Quando viemos para Angola já sabíamos que não íamos mudar o país. Provavelmente nem temos o direito de exigir que alguma coisa seja mudada. Somos estrangeiros, temos outros hábitos, a nossa obrigação deverá ser adaptarmo-nos. Em Portugal também não aceitaria deparar-me com motas em contramão, encontrar montes de latas e garrafas de cerveja partidas, ou ser impedido de dormir por festas barulhentas.
Isto não implica que, tendo percebido que os meninos com quem trabalhamos não estão nivelados pela média mwangolé, desperdicemos oportunidades para comparar os quotidianos dos dois países, não pela via do bota-abaixo do país deles, mas para lhes aguçar a exigência por mais qualidade de vida.
Recentemente, foram eles próprios que puxaram o assunto da economia e ecologia. A Lúcia comentava que os primos que estão em Portugal e vieram passar umas semanas a casa dela entraram em choque com o desperdício de electricidade e de sacos de plástico; o Carlos absorvia atento os nossos relatos sobre a separação de lixos, utilização de lâmpadas economizadoras, desenvolvimento de tecnologias que permitem ter automóveis menos gastadores e poluentes, aumento da produção de electricidade a partir da energia solar e eólica, e concluiu que Angola poderá, daqui a alguns anos, não ter a quem vender petróleo. Daí saltámos para a necessidade de desenvolver a agricultura, o turismo e a produção alimentar e tecnológica, para diminuir a dependência da economia do país de uma indústria suja e que, felizmente, acabou de entrar em decadência.
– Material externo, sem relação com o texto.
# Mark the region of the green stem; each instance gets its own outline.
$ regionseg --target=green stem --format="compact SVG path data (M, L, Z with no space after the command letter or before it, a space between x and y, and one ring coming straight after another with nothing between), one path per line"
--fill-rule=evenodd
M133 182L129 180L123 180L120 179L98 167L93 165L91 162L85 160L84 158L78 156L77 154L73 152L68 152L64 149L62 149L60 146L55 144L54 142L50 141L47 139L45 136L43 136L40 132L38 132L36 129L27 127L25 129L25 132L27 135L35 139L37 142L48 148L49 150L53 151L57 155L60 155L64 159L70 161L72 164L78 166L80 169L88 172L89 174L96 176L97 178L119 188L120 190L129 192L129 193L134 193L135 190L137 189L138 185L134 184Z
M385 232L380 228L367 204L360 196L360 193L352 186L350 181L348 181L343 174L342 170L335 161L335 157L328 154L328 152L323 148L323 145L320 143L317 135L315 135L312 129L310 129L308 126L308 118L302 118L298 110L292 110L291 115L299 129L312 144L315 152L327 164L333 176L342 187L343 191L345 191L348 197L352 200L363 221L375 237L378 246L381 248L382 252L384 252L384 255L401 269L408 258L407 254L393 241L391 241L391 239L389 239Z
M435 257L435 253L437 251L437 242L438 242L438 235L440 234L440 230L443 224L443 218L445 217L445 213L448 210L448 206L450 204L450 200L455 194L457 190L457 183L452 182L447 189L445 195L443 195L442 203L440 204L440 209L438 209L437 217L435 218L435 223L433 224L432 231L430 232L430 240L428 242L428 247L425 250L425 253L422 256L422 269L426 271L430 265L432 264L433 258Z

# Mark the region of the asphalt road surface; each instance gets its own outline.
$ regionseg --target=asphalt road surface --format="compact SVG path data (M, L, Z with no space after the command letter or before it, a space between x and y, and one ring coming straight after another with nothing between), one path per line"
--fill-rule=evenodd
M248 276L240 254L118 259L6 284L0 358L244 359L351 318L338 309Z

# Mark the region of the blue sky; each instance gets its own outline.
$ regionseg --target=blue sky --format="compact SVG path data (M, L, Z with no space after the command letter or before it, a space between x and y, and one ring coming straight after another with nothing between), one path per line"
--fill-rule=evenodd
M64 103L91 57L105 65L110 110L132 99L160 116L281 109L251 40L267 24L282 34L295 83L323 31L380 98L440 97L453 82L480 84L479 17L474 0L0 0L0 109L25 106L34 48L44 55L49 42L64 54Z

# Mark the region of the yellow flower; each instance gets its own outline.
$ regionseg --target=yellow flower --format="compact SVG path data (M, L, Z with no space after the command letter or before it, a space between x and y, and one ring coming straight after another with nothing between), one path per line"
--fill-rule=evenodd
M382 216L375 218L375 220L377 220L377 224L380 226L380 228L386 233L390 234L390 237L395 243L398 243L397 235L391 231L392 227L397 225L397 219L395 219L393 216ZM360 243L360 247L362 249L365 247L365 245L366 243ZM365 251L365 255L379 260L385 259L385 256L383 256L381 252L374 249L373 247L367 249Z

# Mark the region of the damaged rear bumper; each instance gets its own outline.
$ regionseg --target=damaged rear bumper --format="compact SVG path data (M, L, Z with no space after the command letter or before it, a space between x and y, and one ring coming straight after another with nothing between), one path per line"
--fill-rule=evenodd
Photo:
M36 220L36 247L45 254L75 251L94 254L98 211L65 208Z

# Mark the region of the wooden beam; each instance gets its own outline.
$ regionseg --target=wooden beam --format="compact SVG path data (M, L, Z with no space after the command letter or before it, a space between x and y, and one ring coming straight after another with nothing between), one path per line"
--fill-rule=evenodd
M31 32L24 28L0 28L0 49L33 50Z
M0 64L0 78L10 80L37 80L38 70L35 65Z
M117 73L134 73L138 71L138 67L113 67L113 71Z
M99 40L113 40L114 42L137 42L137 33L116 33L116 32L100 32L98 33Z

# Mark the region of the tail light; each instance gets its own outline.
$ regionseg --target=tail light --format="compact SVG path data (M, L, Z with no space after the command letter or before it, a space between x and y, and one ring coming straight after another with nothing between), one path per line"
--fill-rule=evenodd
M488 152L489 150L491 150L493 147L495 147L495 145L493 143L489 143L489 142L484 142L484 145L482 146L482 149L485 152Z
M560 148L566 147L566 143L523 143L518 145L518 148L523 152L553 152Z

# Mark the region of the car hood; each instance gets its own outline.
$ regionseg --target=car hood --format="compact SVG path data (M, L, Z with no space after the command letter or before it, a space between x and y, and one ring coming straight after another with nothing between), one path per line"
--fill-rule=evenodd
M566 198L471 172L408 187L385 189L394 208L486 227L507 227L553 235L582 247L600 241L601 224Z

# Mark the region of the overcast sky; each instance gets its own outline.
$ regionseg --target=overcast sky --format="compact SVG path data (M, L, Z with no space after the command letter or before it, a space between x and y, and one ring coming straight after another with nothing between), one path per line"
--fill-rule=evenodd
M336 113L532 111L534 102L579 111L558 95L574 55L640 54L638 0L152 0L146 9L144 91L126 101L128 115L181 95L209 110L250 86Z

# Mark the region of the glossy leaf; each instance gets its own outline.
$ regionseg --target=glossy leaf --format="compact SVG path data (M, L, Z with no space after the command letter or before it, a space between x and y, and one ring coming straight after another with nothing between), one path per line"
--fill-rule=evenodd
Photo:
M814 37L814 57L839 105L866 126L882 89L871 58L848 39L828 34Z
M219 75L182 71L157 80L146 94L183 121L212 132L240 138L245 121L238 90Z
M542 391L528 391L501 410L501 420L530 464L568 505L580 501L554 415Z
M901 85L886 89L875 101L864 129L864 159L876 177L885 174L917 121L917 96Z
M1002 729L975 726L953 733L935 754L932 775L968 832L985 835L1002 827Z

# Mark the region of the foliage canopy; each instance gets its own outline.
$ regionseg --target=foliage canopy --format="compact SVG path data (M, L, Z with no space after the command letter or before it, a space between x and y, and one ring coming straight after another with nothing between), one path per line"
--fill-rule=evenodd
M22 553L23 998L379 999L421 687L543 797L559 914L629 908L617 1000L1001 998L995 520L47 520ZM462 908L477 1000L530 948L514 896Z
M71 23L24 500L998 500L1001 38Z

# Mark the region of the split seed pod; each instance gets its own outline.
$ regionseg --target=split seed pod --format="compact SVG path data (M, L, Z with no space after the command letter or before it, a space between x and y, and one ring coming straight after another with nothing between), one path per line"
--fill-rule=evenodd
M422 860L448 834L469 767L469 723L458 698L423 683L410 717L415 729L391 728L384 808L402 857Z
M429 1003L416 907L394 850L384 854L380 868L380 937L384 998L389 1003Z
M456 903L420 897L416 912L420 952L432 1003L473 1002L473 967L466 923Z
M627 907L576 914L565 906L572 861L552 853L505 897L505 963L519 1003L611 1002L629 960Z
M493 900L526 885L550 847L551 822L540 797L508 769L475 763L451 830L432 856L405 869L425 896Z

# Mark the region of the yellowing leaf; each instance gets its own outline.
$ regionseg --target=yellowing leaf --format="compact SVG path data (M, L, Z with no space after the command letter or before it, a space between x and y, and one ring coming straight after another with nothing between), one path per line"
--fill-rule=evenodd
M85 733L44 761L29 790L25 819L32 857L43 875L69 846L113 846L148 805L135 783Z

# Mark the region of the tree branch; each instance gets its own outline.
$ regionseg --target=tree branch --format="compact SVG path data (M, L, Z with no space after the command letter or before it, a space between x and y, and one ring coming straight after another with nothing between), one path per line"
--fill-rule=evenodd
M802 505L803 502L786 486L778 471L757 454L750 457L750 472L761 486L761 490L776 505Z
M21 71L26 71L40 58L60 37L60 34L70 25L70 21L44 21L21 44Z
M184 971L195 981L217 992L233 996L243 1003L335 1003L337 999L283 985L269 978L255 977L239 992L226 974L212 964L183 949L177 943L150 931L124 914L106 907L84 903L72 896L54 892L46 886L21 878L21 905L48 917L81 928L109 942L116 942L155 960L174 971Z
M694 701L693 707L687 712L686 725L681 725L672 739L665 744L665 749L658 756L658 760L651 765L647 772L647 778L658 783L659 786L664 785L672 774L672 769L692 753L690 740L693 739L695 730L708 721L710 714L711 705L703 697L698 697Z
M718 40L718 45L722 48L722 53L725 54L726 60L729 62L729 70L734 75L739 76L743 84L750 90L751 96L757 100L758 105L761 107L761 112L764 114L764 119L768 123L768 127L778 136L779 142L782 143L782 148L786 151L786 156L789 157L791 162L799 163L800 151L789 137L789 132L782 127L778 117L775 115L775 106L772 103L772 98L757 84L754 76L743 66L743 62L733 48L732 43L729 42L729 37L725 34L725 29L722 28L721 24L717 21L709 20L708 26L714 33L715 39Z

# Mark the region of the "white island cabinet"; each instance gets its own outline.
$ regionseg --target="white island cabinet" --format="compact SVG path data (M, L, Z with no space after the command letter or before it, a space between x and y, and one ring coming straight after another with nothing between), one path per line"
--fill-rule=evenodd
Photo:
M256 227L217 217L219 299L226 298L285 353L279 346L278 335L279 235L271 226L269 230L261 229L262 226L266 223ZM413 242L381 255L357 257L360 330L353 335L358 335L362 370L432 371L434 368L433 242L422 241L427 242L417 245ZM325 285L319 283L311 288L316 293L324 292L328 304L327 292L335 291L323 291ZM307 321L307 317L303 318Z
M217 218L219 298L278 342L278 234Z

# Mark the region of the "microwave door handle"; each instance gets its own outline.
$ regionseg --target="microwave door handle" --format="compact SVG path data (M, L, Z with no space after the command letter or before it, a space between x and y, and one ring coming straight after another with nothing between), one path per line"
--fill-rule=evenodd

O João, ao ouvir falar em redutores de caudal nas torneiras e em desligar luzes quando não são necessárias, comentou que a filosofia que se vive por cá é «paguei, tenho o direito de esbanjar», bem diferente da nossa preocupação colectiva. E todos acharam graça quando comentei que uma tarde sem multibanco ou sem electricidade nos arredores de Lisboa é notícia de jornal.
São apenas três jovens, de um universo de 5 milhões de pessoas que se amontoam numa cidade cuja população aumentou 900% em 35 anos. Uma população que, na sua maioria, acha normal que falte a água e a luz várias vezes por semana, não tem serviços de saúde dignos, mas para quem desde que tenham um um carro com jantes cromadas e gasolina subsidiada pelo Estado, cerveja barata, festa ao fim-de-semana e o telemóvel da moda (mesmo que não consigam fazer chamadas porque a rede não funciona), está tudo bem.
A propósito das faltas de luz: eu até aceito que tenha faltado a luz no domingo passado e neste sábado (antes isso do que dia-sim-dia-sim, como no Cassenda); o que me lixa é que falte durante 18 horas de cada vez porque os senhores da manutenção da EDEL estão a curtir as Cucas que beberam na festa da madrugada anterior.